А что хорошо?
Пространство перед глазами плыло, уползало куда-то в сторону, будто живое, покрывалось пятнами, шевелилось. Костюрину хотелось заныть — так начал припекать холод, возникший внутри, от него даже зубы заломило, будто он грыз ими лёд, искрошил их о твёрдые куски, даже в глазах его, обычно живых, тёплых, и то возникла изморозь, сделала их чужими.
Сжимая бутыль обеими руками, Костюрин вывалился через десять минут в коридор, огляделся, будто впервые видел эти тёмные неряшливые стены, потом боком, боком, словно моряк в шторм, приблизился к облупленной двери соседа Кобылкина, негромко бухнул в неё голой пяткой.
— Эй, сосед, — позвал шёпотом, — ты спишь?
— Сплю, — так же шёпотом отозвался Кобылкин. Хотя и говорил он еле-еле, себе под нос, а шёпот его был хорошо слышен.
— Открывай! — потребовал Костюрин.
— Чего надо?
— Ты вначале открой, а потом спрашивай, чего мне надо.
Кобылкин закряхтел недовольно, звонко прошлёпал по полу ногами, сбросил с двери крючок и выскребся в коридор.
— Ну?
Костюрин протянул ему бутыль с самогонкой.
— Держи!
— Это мне? — не поверил Кобылкин.
— Тебе, тебе. Один пить я не могу… Никак не получается, хоть убей.

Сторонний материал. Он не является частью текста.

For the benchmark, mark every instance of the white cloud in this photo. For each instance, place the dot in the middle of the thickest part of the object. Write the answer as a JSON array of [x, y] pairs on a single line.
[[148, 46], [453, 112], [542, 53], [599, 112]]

— Как у всех русских людей. Русский человек не может пить в одиночку, это ещё мой дед подметил, — философским тоном проговорил Кобылкин, принял бутыль, поцеловал кукурузный початок в ровно обрезанную макушку, — а до деда ещё кое-кто…
Костюрин ощутил, как у него заведённо приплясывают, ездят в разные стороны губы, прижал к ним ладонь.
— Чего это ты, сосед? — уставился на него Кобылкин, похлопал глазами недоумённо.
— Не знаю, — не стал вдаваться в детали Костюрин, пожаловался неожиданно для себя: — Плохо мне, Кобылкин.
— Я вижу, — проницательно заметил сосед, — пойдём-ка в мою комнату, пойдём-ка, — Кобылкин обнял его одной рукой, ухватил покрепче, чтобы Костюрин не выскользнул, увлёк в свою убогую комнатушку. — Садись-ка, друг ситный, на мою койку…
Койка у Кобылкина была серая — наволочка на подушке серая, месяца три, наверное, Кобылкин её не стирал, простынь серая — она не стиралась ещё больше времени, уже хрустела, как пересохшая фанера, и ломалась, одеяло байковое тоже было серое, все, одним словом, было у слесаря серое. И комната была серая, угрюмая, залитая жидким серым светом, с трудом, просачивавшимся сквозь криво провисшую, распахнутую настежь форточку.
На опасную койку кобылкинскую, наверняка полную извечных домашних обитателей, вшей и клопов, Костюрин и сел, застонал глухо.
— Ну, чего у тебя, командир, случилось, рассказывай, — прокурорским тоном потребовал Кобылкин, устроившись на табуретке напротив. Бутылку с самогоном он из рук не выпускал, держал крепко, как самое дорогое, что ему досталось в жизни. Кроме, может быть, гаечного ключа, у слесаря Кобылкина ничего ценного в жизни уже не оставалось, это было написано у него на лице. — Рассказывай!